Binance, the leading cryptocurrency exchange globally in terms of market capitalization, has included Ethena in its Launchpool, marking the synthetic dollar protocol as the 50th project to be featured on the platform. As per the announcement made on Friday, this launch provides users with the opportunity to earn the token through staking BNB or FDUSD.

The incident involving the fake Ethena token highlights the critical need for stringent security protocols and thorough scrutiny of token transactions.

Following reports of the exploit, there was widespread bewilderment within the cryptocurrency community on X. PeckShield later affirmed in a separate statement that the token in question is counterfeit and has no association with the legitimate Ethena project.

“Clarification: The token mentioned below is not authentic and should not be linked to Ethena in any way.”
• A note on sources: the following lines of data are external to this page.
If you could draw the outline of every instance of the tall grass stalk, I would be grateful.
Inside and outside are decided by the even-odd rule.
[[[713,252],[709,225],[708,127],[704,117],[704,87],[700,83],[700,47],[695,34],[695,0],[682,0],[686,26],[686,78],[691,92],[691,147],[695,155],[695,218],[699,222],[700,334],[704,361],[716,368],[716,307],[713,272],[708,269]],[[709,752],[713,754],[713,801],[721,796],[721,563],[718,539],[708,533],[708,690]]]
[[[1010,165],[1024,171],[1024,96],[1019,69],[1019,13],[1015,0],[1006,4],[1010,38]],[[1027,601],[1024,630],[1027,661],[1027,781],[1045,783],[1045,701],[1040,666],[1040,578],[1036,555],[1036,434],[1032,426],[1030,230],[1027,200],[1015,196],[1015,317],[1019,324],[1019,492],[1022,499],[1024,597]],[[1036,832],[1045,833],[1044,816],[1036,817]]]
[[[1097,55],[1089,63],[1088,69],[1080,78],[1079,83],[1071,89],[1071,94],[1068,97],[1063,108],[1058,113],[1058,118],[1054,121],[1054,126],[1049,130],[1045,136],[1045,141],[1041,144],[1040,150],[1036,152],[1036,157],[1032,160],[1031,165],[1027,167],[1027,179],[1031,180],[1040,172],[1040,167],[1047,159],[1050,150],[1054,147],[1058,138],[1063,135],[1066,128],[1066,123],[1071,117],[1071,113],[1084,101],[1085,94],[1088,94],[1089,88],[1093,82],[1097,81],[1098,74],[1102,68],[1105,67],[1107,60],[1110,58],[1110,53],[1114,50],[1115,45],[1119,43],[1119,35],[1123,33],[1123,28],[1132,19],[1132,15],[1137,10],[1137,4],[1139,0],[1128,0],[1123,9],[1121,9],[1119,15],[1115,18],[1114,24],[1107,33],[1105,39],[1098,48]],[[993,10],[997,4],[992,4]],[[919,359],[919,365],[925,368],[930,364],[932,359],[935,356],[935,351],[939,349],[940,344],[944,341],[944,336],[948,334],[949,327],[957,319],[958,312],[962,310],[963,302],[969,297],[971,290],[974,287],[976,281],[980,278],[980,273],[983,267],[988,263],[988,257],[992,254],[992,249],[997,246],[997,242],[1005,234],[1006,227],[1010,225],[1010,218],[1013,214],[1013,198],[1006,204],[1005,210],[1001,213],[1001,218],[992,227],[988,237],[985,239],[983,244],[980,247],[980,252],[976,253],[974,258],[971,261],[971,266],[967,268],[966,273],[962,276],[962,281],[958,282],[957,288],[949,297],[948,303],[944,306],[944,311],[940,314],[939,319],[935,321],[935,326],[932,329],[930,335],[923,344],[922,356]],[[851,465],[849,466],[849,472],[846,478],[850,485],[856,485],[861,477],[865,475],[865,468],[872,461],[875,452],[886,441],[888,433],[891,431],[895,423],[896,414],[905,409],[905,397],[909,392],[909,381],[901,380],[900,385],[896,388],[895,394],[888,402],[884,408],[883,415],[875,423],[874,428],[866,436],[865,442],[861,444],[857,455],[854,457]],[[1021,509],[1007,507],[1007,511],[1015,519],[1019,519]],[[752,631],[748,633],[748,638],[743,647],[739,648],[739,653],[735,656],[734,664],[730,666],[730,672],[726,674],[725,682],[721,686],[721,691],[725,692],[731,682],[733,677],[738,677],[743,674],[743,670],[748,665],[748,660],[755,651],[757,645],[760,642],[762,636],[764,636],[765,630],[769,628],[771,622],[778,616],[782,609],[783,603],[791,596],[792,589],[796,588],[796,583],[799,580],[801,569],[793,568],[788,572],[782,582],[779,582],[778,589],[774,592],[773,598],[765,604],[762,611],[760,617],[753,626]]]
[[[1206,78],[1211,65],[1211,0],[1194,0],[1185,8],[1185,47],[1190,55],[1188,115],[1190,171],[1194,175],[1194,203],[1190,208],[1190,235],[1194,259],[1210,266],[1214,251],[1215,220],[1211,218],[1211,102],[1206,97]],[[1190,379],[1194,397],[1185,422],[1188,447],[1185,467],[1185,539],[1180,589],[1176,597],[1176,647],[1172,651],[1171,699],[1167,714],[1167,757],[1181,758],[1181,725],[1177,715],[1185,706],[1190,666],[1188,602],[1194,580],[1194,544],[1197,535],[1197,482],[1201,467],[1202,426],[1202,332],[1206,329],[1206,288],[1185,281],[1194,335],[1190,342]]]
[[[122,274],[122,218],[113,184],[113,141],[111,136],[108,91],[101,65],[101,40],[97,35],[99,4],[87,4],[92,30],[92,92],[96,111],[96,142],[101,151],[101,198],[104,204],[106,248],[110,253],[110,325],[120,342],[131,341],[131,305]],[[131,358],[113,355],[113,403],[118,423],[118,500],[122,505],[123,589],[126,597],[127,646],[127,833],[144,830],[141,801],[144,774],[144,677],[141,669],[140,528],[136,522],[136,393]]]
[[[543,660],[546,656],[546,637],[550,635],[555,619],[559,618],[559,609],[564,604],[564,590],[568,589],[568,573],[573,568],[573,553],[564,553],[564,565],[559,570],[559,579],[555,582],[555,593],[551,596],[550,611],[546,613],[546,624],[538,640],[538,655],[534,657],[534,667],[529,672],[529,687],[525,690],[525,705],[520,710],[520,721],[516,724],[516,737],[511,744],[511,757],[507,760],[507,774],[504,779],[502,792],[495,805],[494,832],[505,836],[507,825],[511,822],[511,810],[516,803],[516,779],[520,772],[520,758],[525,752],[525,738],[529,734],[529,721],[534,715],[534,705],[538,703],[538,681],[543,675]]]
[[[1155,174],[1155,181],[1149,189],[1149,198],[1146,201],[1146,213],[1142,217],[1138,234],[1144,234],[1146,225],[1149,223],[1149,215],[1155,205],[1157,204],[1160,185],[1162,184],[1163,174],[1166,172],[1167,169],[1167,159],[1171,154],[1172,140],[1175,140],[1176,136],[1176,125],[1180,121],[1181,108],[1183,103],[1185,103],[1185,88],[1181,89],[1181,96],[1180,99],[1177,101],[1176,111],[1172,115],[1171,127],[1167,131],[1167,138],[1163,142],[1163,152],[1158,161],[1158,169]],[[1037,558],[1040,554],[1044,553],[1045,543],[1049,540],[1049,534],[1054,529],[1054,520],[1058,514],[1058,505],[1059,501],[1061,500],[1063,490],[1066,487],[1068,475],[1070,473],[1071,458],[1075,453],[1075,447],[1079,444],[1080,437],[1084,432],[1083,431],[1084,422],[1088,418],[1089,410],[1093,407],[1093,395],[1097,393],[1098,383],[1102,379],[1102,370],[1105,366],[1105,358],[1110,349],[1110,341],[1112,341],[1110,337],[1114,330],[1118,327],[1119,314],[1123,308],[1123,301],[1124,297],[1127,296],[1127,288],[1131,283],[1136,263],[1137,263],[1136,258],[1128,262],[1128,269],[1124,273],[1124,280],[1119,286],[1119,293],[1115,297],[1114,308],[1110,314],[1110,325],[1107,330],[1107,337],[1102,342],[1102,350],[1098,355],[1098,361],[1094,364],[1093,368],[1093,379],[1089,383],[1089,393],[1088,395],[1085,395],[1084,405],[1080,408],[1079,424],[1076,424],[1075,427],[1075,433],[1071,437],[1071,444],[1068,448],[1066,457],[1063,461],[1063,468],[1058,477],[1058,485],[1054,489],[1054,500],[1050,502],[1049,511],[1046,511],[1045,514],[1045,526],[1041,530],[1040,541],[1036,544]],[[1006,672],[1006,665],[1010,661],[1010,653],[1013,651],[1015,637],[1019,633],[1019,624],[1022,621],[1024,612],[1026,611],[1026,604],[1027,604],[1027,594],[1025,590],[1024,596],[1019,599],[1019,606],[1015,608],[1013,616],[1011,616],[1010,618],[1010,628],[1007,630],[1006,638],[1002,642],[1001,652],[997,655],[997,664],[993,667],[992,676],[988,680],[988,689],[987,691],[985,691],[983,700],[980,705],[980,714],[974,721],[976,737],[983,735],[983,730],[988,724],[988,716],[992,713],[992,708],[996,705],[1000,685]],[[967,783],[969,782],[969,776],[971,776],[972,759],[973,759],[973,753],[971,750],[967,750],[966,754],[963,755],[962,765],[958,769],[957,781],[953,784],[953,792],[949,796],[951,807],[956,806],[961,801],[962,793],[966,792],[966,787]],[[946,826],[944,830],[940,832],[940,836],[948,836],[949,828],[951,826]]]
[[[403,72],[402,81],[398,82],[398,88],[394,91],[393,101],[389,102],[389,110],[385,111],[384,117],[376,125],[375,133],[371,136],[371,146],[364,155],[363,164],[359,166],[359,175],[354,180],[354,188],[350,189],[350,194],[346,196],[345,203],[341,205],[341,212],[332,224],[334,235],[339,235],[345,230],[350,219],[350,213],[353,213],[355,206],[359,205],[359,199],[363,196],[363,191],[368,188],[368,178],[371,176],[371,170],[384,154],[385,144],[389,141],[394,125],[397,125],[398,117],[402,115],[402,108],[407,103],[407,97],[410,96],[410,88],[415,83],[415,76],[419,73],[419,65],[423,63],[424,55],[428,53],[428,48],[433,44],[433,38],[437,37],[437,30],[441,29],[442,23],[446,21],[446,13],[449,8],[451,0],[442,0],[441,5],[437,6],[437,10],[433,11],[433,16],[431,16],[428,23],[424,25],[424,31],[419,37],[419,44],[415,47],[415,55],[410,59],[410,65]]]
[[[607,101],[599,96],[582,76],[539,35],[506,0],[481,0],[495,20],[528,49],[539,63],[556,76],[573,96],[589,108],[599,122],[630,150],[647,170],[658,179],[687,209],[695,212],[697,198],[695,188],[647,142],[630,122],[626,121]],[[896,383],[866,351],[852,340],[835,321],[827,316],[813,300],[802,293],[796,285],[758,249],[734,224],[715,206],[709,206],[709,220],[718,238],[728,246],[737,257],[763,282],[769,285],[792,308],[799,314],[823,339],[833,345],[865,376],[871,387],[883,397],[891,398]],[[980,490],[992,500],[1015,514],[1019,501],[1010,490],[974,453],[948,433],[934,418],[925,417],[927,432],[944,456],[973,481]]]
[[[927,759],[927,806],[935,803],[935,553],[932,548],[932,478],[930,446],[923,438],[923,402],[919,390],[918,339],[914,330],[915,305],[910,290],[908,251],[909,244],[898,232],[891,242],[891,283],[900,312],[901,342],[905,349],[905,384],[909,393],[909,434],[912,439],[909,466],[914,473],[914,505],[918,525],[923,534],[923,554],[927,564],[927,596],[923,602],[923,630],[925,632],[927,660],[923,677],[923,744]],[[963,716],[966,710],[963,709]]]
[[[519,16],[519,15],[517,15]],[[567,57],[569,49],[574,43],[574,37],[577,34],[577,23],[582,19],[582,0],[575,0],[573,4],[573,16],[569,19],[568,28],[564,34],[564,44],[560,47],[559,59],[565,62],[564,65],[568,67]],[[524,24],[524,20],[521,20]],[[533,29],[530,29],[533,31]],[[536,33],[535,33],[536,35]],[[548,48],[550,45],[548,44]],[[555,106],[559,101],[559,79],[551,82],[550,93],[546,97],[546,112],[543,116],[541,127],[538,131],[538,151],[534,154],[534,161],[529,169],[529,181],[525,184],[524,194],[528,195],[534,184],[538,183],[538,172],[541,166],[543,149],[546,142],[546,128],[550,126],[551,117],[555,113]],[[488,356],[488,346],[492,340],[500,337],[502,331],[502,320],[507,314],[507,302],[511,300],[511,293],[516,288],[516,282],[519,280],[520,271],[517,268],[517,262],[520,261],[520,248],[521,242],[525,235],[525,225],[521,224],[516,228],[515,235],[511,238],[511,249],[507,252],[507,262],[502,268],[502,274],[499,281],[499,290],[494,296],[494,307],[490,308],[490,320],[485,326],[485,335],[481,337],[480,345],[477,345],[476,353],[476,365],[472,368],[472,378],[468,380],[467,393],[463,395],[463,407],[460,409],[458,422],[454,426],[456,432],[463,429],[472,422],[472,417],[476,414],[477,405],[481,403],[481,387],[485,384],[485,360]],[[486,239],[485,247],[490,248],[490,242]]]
The highly anticipated Ethena token airdrop is generating significant excitement.

The recent revelation of the fake Ethena token exploit arrives amidst a time of heightened anticipation within the crypto community surrounding the forthcoming token airdrop, which Ethena Labs had previously announced to occur on April 2nd. This airdrop represents a pivotal milestone in the company’s trajectory following the successful launch and adoption of its USDe synthetic stablecoin.

As part of its expansion strategy, the protocol has devised plans to distribute 750 million ENA tokens, constituting 5% of its overall token supply, through the airdrop initiative. Scheduled for April 2nd, this event will cater to eligible participants and will subsequently witness the ENA tokens being listed on centralized cryptocurrency exchanges (CEXs), further bolstering their accessibility and liquidity within the market.

Crucially, the allocation of tokens to individual participants will be determined based on the accumulation of “shards” throughout April 1st. These shards serve as digital metrics reflecting users’ engagement and interaction levels within the protocol, thereby ensuring a fair and equitable distribution process.

Moreover, the overwhelming success of Ethena’s USDe synthetic stablecoin is underscored by its remarkable achievement of amassing a supply exceeding $1.38 billion, as corroborated by DefiLlama data. This milestone serves as a testament to the platform’s burgeoning prominence and burgeoning adoption within the decentralized finance (DeFi) ecosystem.